Il suo appello è rivolto a una Chiesa e a una società che sappiano resistere all'indifferenza. Invita a riscoprire la vita come un dono prezioso da custodire e valorizzare. Queste parole hanno trovato eco e soddisfazione nel mondo padovano, che ha avuto modo di conoscere da vicino il suo operato nel corso degli anni.
La sua figura è stata di grande ispirazione per molte realtà del territorio. Il suo impegno a favore della vita e della dignità umana risuona con i valori fondamentali della comunità. La sua nomina rappresenta un ulteriore stimolo a proseguire su questa strada.
L'affetto e il sostegno della comunità padovana
Numerosi messaggi di congratulazioni sono giunti a Monsignor Pegoraro. Tra questi, spicca quello dell'OPSA, l'Opera della Provvidenza Sant'Antonio. Monsignor Pegoraro rappresenta da tempo un punto di riferimento fondamentale per questa importante struttura.
Il presidente della Pontificia Accademia per la Vita presiede il Comitato etico dell'OPSA sin dalla sua istituzione nel 2019. Tuttavia, il legame con l'Opera è ancora più antico. Negli anni Ottanta, infatti, vi prestava servizio come medico volontario. Nel corso del tempo, ha offerto la sua consulenza su temi bioetici e ha tenuto lezioni nei percorsi formativi dell'ente.

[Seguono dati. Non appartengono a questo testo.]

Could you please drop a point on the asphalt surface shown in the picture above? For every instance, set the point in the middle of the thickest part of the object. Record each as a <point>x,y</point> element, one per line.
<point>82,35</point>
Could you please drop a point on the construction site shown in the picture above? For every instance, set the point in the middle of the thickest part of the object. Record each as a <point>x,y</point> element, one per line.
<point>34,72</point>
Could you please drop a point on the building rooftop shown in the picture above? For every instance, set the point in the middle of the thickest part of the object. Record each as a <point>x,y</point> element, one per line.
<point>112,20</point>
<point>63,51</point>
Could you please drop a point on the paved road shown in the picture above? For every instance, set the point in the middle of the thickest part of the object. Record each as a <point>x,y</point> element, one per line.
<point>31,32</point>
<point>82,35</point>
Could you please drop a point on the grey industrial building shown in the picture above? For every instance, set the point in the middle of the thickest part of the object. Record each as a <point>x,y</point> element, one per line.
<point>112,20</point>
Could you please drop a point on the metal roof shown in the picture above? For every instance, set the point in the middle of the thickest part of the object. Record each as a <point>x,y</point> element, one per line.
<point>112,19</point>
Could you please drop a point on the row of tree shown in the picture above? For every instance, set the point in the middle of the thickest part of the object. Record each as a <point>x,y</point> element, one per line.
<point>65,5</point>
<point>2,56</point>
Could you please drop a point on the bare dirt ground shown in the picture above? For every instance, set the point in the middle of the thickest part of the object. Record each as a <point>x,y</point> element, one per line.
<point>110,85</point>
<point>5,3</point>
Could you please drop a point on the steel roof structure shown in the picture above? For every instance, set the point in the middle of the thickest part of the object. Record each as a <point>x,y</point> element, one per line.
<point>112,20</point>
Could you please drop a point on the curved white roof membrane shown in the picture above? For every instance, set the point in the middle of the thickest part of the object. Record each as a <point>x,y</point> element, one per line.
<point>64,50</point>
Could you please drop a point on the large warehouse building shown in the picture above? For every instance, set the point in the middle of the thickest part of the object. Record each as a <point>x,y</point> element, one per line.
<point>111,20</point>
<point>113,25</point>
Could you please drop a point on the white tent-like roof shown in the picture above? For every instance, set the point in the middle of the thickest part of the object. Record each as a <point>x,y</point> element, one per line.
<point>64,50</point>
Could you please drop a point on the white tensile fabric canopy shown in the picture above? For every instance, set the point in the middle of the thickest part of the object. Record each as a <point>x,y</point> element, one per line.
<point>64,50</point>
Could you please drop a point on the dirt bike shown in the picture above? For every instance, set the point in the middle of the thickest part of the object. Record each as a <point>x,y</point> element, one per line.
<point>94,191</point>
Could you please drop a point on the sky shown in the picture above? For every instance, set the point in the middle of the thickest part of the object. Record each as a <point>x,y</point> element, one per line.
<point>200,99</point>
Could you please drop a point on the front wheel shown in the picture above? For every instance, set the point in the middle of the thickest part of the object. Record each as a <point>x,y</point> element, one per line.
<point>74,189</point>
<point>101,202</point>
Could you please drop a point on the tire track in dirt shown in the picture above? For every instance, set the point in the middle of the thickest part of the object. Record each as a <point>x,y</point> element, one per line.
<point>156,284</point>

Monsignor Roberto Bevilacqua, medico ed ex direttore generale dell'OPSA, ha commentato con entusiasmo: «Mi congratulo con don Renzo: è una persona straordinaria sia dal punto vista umano, sia sacerdotale nonché professionale, alla quale mi lega una lunga amicizia». Ha aggiunto: «La disponibilità di don Renzo a rimanere per l’Opera della Provvidenza un punto di riferimento, nonostante i suoi molteplici impegni, è segno di quanto egli sia affezionato alla nostra Casa e a ciò che essa rappresenta. Gliene siamo profondamente grati».
Anche il presidente della Regione, Alberto Stefani, ha espresso le sue più sentite felicitazioni: «Esprimo le più sentite felicitazioni a monsignor Renzo Pegoraro per la nomina a vescovo titolare di Gabi. Il Veneto è orgoglioso di lui che, come sacerdote e come medico, è una delle figure di più alto rilievo a livello internazionale nel campo della bioetica».
Stefani ha sottolineato come la nomina da parte di Papa Leone riconosca il suo importante e sapiente lavoro come presidente della Pontificia Accademia per la Vita. Ha poi aggiunto una riflessione sull'attualità: «L’attuale momento storico non facile, la longevità raggiunta, il livello di progresso scientifico maturato porgono un’infinità di occasioni e situazioni per una profonda riflessione sul valore, la dignità e la tutela della vita umana; riflessione che non riguarda solo i credenti ma tutta la società». Ha concluso augurando: «Auguro di cuore buon lavoro a don Renzo nelle vesti di nuovo arcivescovo, nell’impegno che il Papa gli ha affidato».
La figura di Renzo Pegoraro continua a essere un esempio di dedizione e competenza. La sua nomina a vescovo titolare di Gabi rappresenta un traguardo significativo, frutto di una vita spesa al servizio degli altri e della promozione dei valori fondamentali dell'umanità. La comunità padovana guarda con orgoglio a questo importante riconoscimento.